I send them flying back, one at a time, and the process begins all over again.
“Tree break!” I announce after awhile. I grab my sweater and make myself a resting spot under the big leafy tree. I’m staring out at the water in front of me watching seaplanes taking off and landing. Bikers are whizzing by on the path a few yards in front of us.
One of the boys grabs the Star Wars lunch kit and starts unloading the snacks we’ve brought for such a time as this. Fruit bars, granola bars, all things made in the shape of a bar are dispensed. Unwanted bananas are left behind, every single time. Two water bottles are passed around and willingly shared between four brothers simply because this routine has been repeated so often.

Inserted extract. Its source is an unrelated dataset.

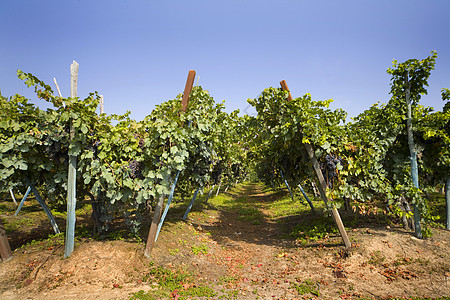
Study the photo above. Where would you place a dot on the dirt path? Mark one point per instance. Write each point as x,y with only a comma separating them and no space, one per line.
234,249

Two of them are sitting on top of me, while another is squished in right beside me. The fourth is rummaging through the stroller in disbelief and disappointment that we didn’t pack more snacks. Eventually he finds a seat beside the rest of us.
This is one of our regular routines right now. Soccer balls, snack breaks, seaplane observation… There’s been an occasional daisy chain lesson with my boy who is forever picking weeds, flowers, grass, tree roots… whatever is pickable for his mama.
It’s simple. It’s slow. It’s ordinary. And yet it’s perfection I don’t want to dismiss.
Because I am certain in a few more years, these present days? They too are going to feel like, ‘just yesterday.’